Sindak’s breathing went shallow.
The howls of hunting wolves echoed through the trees as the steps moved, almost silently, up the trail less than fifty paces away. Then he heard a strange rattle. Branches clattering together in the breeze? An odor he knew only too well wafted to him: the stink of rotting flesh.
A shiver climbed Sindak’s spine.
To make matters worse, there was only one set of footsteps now. Where were the others? Had they split up? Maybe they’d spotted him and two of the warriors were sneaking around through the trees, hoping to surprise him.
Frantically, he searched every place a warrior might appear. The storm light made the brush and rocks look like crouching beasts. He gripped his war club in both hands.
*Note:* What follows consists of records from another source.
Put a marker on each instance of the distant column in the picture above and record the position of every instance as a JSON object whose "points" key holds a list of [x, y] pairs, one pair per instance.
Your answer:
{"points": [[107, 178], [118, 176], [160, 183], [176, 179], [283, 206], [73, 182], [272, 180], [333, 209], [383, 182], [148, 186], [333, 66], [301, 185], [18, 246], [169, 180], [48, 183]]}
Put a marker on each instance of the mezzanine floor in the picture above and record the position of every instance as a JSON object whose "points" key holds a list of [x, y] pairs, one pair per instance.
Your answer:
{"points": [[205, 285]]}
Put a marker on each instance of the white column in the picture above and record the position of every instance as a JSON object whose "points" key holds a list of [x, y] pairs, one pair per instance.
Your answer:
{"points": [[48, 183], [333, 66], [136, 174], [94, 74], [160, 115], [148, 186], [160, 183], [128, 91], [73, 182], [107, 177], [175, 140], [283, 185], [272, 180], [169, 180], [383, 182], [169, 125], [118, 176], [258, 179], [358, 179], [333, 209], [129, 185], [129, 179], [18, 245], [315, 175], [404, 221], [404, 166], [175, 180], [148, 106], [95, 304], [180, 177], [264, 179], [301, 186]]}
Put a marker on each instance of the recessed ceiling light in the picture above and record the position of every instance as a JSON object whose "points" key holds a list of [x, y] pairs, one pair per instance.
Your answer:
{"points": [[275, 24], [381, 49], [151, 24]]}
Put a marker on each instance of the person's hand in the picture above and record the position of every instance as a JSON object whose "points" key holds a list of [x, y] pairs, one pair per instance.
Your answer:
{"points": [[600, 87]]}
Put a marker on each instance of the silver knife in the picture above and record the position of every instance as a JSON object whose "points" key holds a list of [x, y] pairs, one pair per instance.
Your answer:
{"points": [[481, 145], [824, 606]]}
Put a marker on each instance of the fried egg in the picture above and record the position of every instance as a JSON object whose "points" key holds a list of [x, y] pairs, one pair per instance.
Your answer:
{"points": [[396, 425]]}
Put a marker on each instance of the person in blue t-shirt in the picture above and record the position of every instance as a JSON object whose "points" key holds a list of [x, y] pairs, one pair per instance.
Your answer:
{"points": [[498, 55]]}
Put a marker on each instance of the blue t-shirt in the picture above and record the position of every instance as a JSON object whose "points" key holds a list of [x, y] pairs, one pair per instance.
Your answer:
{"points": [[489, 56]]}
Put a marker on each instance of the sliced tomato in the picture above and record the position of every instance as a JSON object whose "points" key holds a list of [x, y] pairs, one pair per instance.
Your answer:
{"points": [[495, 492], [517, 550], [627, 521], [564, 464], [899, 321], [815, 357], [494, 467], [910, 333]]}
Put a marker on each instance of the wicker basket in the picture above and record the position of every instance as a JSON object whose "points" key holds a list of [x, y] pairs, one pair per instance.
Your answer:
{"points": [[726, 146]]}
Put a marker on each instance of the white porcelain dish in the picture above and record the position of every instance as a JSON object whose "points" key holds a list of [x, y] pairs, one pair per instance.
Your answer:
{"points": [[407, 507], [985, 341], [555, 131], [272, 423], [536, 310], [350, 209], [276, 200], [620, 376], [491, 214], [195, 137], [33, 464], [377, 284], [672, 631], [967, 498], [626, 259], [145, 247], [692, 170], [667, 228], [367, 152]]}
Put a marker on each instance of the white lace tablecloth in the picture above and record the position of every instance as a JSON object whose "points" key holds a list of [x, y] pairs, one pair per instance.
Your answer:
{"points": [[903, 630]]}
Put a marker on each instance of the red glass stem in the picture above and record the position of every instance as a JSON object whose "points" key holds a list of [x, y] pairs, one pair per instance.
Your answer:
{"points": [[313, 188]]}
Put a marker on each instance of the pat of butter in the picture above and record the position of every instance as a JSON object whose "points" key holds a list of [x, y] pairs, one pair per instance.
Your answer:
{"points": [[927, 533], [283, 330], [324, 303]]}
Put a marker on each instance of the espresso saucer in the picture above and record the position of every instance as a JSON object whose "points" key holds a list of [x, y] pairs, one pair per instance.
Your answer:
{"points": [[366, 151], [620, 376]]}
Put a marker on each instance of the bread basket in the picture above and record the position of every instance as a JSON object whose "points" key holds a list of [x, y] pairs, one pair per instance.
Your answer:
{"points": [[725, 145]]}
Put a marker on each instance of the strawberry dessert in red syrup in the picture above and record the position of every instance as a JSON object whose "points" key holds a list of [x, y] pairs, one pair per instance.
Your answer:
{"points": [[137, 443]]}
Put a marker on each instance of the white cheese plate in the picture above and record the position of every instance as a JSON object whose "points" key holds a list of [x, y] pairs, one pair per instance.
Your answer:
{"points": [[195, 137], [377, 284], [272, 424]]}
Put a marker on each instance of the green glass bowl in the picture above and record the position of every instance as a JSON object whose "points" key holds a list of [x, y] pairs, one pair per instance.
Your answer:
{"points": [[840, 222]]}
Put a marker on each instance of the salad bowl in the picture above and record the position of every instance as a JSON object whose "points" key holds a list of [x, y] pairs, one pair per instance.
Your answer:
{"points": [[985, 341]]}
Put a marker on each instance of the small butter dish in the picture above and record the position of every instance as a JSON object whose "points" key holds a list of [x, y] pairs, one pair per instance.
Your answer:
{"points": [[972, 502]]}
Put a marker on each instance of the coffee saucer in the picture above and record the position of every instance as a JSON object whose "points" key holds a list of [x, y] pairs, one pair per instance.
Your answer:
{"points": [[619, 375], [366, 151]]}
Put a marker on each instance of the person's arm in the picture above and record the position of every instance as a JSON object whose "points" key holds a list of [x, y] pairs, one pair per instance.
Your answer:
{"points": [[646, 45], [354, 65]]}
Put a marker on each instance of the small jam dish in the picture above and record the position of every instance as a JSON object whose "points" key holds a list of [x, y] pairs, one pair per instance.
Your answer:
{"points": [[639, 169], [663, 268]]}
The steps moved past him, heading up the trail with catlike grace. Barely there. Just one man, but clearly a man who had lived too long with death to ever be careless.
The man’s cape slurred softly over the ground, and Sindak thought he heard weeping—but it might have been the wind through the branches.
Sindak waited for the rest of the war party he was certain would be coming.
The whisper of the man’s steps eventually died away.
Sindak boldly chanced looking around the tree, out into the twilit stillness where rain sheeted from the sky and created shining puddles in every hollow. He saw no warriors.
After another quarter-hand of time, Sindak risked stepping from behind the hickory. Darkness had taken hold of the world. He flipped up the hood of his cape, quietly walked out onto the trail, and ran north toward Hawk Moth Village as fast as his legs would carry him.
Thirty-one
While they waited, Gonda, Koracoo, and Towa gathered pine poles and created a makeshift ramada beneath a canoe birch. Covered with a mixture of pine boughs and moss, it was mostly dry underneath.
“Where is Sindak?” Gonda grumbled as he crawled under the ramada and sat down cross-legged.
“I’m sure he’s coming.” Miserable and wet to the bone, Koracoo sat in the rear hunched over a cup of rainwater. This close to Hawk Moth Village, they couldn’t light a fire for warmth or to cook food for fear that they’d be seen.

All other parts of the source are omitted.